The family denied any wrongdoing.
Several options could have been considered that would have distributed fair financial compensation to those aggrieved by Purdue, without using the contentious third-party versions.
Every state in the nation had a claim against Purdue, totaling over $ 2,000 billion. For 22 months, nearly half of the states, known as non-consenting states, opposed any deal that would free the Sackler family from future trials. They preferred to pull them out of Purdue’s bankruptcy, eliminate their third-party releases, and take the family to court separately in different jurisdictions – an outcome I would have argued, as long as the roughly $ 750 million victims were protected. In July, 15 of the 24 originally non-consenting states, a large majority, signed the agreement which included the Sacklers, essentially eliminating any reasonable option that would have compensated victims without the family’s money.
During negotiations, I have often asked: why can’t we just eliminate the non-bankrupt Sacklers from the process? I think that would have allowed litigation against them to resume. It would also have allowed victims to be fully compensated by the new restructured society – the same source of funding from which states were to receive the majority of their settlements. To this day, my question remains unanswered. In my opinion, this option would have eradicated the issue of releases, protected victim compensation and given states and victims the opportunity to spend their days in court with the Sacklers, with the potential to get more Sackler money back through to individual prosecutions.
Since my resignation from the committee on August 31, I can speak more freely about my experience. My take on Purdue’s final chapter is that money, not justice, won the day. Victims’ representatives were outnumbered in the process from the start: by companies, by lawyers and by governments.

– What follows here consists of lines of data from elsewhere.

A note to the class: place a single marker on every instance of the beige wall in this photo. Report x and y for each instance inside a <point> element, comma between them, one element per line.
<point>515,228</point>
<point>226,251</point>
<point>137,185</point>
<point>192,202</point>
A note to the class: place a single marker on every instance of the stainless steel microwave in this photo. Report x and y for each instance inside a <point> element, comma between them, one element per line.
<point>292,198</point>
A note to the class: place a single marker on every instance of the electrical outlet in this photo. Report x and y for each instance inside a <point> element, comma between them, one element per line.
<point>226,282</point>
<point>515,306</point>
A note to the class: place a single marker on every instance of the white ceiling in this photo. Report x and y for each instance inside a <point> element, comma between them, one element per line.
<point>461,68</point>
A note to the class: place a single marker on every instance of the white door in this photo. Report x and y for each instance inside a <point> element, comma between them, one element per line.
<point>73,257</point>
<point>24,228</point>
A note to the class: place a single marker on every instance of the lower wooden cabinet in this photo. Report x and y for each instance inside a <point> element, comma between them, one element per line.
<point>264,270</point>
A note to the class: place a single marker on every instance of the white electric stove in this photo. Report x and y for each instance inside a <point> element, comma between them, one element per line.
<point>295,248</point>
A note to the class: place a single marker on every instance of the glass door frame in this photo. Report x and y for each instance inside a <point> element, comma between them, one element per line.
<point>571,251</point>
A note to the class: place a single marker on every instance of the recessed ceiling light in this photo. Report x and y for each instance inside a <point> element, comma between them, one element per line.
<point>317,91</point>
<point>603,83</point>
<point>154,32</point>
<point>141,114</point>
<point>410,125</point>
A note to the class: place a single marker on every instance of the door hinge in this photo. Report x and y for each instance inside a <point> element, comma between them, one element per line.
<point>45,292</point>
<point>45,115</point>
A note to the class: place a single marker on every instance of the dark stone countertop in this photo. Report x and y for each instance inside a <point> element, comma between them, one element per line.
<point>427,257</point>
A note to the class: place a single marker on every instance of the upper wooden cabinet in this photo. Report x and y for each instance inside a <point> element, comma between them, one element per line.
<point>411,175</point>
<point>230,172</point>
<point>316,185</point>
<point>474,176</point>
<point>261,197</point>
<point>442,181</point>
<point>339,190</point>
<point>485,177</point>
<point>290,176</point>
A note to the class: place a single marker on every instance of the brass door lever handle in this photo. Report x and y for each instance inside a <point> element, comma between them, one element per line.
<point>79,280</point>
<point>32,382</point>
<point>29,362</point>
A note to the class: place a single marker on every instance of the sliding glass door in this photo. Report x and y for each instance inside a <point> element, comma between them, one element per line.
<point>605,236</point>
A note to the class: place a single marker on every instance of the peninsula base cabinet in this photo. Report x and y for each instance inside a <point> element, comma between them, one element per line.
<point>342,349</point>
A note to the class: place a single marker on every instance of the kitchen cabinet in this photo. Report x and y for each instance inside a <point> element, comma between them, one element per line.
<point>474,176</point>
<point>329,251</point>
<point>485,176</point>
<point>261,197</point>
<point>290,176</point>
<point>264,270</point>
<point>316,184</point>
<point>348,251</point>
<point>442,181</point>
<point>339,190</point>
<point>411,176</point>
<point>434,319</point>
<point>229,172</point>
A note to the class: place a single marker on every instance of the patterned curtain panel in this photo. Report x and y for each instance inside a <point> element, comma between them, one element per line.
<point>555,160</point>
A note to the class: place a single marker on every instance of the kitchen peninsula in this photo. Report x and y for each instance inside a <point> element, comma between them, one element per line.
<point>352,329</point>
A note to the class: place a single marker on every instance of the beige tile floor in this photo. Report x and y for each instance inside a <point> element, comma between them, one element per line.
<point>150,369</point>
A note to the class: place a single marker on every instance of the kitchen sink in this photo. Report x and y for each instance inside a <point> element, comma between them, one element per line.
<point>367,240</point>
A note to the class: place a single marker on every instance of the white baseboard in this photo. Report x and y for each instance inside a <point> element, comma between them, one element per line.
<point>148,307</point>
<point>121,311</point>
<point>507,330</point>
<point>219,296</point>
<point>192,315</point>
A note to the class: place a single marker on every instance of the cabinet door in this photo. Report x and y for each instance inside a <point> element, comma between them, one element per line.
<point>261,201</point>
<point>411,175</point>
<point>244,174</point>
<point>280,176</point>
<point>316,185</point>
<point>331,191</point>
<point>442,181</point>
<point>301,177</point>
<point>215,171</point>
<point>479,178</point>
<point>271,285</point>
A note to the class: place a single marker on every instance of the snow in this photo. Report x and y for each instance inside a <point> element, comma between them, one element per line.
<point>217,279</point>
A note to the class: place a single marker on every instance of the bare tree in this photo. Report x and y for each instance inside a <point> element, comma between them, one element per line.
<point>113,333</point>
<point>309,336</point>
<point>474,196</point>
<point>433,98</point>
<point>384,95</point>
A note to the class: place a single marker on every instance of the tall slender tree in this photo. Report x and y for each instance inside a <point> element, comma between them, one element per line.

Many government institutions, previously reluctant to play the Big Pharma watchdog role, were also reluctant to treat some of our most vulnerable citizens with the dignity they deserved. Increased overdose rates, difficulty in accessing drug addiction treatment and recovery services, lax application parity violations by insurance companies and government crackdowns on people who use drugs tell you everything you need to know about the effectiveness of the status quo.
Companies like Purdue and families like the Sacklers should never seek refuge in bankruptcy court. Non-consensual third-party versions must be more difficult to obtain in Chapter 11 cases. And in cases where considerable damage has been done to real people, individual victims’ claims should be at the top of the pyramid, not at the bottom of the pyramid. The government’s claims should never exceed those of the victims, but that is exactly the case in the injustice of the bankruptcy of Purdue Pharma.
I entered this process hoping for repairs. Now I can only pray for reform.